なんちゃらソーダにいいねがほしい。

テラス席午後の日差しに汗をかくなんちゃらソーダにいいねがほしい

短歌を考えてみた。我ながらすごく、今、っていう感じの短歌だと思うし、気分を結構表せていると思う。
わざわざ暑いテラス席に座るのも、汗をかいているのも、よくわかんない変なソーダを注文したのも、全部「いいね」のためである。おしゃれなテラス席を背景に、汗をかいて水滴がついたグラスに注がれた、おしゃれそうなドリンクの写真をSNSにアップして、みんなに「いいね」と言ってもらうためである。そういう短歌だ。

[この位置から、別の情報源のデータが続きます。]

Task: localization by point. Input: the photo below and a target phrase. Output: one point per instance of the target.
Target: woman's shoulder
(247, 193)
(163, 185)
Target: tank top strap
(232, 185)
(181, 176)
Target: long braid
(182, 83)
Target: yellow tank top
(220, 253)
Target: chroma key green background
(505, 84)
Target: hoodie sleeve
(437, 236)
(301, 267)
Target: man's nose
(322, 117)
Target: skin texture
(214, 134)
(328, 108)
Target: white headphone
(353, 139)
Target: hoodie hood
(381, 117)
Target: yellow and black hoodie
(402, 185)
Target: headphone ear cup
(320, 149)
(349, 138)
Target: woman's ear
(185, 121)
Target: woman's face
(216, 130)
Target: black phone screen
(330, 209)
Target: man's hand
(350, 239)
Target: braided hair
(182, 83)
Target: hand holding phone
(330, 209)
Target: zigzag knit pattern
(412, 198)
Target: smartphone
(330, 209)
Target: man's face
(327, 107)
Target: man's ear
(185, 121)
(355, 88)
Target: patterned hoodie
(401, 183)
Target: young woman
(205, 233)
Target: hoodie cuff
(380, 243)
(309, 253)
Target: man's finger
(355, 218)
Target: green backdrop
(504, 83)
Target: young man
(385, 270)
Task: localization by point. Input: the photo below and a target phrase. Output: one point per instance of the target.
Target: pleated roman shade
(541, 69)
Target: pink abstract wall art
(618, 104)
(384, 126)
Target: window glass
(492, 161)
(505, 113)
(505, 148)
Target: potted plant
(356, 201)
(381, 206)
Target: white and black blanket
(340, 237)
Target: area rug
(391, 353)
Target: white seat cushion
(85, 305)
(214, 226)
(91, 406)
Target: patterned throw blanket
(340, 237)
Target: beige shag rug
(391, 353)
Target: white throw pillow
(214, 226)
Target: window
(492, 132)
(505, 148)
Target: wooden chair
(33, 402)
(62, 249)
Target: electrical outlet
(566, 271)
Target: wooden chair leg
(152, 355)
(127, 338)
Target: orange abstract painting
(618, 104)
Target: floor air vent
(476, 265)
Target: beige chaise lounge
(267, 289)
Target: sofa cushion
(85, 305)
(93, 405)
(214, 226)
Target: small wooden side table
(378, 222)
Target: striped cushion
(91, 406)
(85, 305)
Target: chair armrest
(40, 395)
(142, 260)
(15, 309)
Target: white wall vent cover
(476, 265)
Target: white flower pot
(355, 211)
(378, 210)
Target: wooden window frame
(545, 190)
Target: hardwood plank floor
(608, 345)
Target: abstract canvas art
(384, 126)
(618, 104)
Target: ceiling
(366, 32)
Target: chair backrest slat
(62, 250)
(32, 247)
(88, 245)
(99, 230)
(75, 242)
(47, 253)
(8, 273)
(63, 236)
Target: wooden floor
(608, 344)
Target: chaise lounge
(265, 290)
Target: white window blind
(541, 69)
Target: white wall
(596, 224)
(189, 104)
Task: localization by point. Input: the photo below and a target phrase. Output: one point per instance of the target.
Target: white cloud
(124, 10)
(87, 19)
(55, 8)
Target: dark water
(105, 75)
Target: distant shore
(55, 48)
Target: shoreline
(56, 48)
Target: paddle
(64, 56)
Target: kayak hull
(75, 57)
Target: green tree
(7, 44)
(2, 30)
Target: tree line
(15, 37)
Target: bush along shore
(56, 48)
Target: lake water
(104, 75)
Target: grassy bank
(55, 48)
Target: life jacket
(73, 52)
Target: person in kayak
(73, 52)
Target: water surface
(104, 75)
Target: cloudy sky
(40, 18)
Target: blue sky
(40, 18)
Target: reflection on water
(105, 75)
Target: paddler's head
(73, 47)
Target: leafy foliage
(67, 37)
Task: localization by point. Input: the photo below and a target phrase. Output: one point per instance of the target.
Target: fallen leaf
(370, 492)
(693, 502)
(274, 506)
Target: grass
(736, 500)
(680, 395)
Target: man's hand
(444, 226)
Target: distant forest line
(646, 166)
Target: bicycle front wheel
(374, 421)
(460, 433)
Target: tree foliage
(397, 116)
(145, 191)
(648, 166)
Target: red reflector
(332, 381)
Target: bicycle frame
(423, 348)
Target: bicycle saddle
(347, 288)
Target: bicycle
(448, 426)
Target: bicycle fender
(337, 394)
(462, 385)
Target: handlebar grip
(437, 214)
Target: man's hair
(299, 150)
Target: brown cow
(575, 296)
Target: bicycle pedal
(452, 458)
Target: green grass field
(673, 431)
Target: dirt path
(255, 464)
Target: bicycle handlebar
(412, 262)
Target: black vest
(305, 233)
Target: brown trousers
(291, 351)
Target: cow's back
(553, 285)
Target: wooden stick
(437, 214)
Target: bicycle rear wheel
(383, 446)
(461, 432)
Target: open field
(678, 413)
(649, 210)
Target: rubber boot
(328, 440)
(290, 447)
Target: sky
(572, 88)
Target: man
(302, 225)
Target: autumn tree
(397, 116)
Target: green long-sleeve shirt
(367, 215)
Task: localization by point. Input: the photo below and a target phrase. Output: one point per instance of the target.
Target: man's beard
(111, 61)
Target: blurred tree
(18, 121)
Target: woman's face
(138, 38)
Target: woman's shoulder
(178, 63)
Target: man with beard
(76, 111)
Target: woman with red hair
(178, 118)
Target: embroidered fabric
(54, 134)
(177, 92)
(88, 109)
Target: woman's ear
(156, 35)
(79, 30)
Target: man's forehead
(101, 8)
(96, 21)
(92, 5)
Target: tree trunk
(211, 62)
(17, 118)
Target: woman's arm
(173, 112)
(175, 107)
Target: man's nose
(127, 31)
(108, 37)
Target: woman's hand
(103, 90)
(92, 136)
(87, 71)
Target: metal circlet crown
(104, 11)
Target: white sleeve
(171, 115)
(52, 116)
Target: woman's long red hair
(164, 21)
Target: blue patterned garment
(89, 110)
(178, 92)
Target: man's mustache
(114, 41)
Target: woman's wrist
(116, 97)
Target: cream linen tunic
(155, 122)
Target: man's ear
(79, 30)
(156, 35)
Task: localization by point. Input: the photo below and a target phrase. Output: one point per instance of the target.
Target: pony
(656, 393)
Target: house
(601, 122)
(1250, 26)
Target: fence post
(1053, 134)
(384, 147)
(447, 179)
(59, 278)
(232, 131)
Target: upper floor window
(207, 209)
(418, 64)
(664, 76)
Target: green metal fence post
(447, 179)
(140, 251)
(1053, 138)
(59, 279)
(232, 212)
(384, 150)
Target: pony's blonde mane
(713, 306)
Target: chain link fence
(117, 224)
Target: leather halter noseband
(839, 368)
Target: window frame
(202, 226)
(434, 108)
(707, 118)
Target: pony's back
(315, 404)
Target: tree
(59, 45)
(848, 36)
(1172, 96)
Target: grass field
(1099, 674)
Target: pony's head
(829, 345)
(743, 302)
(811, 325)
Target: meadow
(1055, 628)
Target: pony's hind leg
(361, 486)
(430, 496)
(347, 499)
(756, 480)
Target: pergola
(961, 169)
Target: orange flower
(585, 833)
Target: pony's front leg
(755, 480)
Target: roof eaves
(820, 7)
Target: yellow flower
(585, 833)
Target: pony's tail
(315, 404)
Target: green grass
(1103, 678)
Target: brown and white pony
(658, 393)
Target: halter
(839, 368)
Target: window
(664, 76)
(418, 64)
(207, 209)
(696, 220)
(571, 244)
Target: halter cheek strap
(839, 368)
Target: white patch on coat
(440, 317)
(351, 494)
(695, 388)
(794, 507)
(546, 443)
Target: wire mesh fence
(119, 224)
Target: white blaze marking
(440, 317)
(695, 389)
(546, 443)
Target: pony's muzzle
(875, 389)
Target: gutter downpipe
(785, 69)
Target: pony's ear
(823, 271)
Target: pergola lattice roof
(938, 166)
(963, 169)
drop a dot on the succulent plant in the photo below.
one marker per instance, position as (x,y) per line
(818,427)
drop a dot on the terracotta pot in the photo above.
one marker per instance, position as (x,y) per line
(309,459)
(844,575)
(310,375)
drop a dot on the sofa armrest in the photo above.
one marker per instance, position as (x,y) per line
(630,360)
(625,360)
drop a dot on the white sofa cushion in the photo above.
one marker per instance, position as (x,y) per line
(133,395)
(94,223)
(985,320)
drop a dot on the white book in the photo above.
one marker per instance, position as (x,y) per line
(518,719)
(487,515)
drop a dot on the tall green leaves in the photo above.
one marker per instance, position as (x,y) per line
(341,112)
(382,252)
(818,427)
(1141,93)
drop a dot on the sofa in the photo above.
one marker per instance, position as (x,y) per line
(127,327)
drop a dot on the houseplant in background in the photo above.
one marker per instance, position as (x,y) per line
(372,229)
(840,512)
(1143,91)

別にソーダが飲みたいわけじゃなくて、「おしゃれなソーダを飲む自分」をお金を出して買っている。いわゆる情報を買う、情報を消費するというやつだ。パンケーキが食べたいわけじゃない、「話題の」パンケーキが食べたい。映画が見たいわけじゃない、「話題の」映画が見たい。それがほしいのは、みんながほしがっているからだ。

僕もたまには情報を消費したいと思う。ちゃらちゃらした上っ面にお金を払いたい。それは本質ではない、なんていう忠告はありがたいが無意味だ。情報として食事をし、情報としてレジャーを楽しみ、あらゆるものを情報として消費したい。
そしてそれをSNSに報告し、たくさんの「いいね」をもらうのだ。僕自身も情報として消費されるのだ。「いいね」は多ければ多いほど、僕は情報としてたくさん消費されたことがわかるのだ。

情報を消費する無意味さに気づいてそれを批判する時代はとっくに過ぎ去った。今の人たちにとって、情報を消費することこそに意味があるのだ。スマホで世界と繋がっている現在、ひとりの殻の中で認められる価値観に満足すべきだなんていうお説教はまっぴらだ。情報に振り回される快感はこの上なくリアルだ。
僕らが消費してそれを取り込み、それをアカウントに託し、SNSに情報として流れ出していく。僕らは情報を消費する主体であり、情報として消費される客体だ。
僕らがどれだけ価値のある情報を消費し、価値のある情報そのものになったか、それはすべて「いいね」の数が教えてくれる。

情報になってしまえば、くたびれた肉体からもイケてないプロフィールからも自由になって好きなように自分をカスタマイズできる。整形なんて転職なんてしなくたって、アカウントを取得して写真を撮るだけだ。(とはいえ、たくさんの「いいね」を稼ぐゲームで成功しなくちゃいけないけど。)

情報は空しい、それはわかってる。でもスマホの画面を暗くしたら、そこに映るのは空しい現実だ。

テラス席 いいね求むる ソーダ水

俳句にしてみた、短歌と比べてやはりキレがある。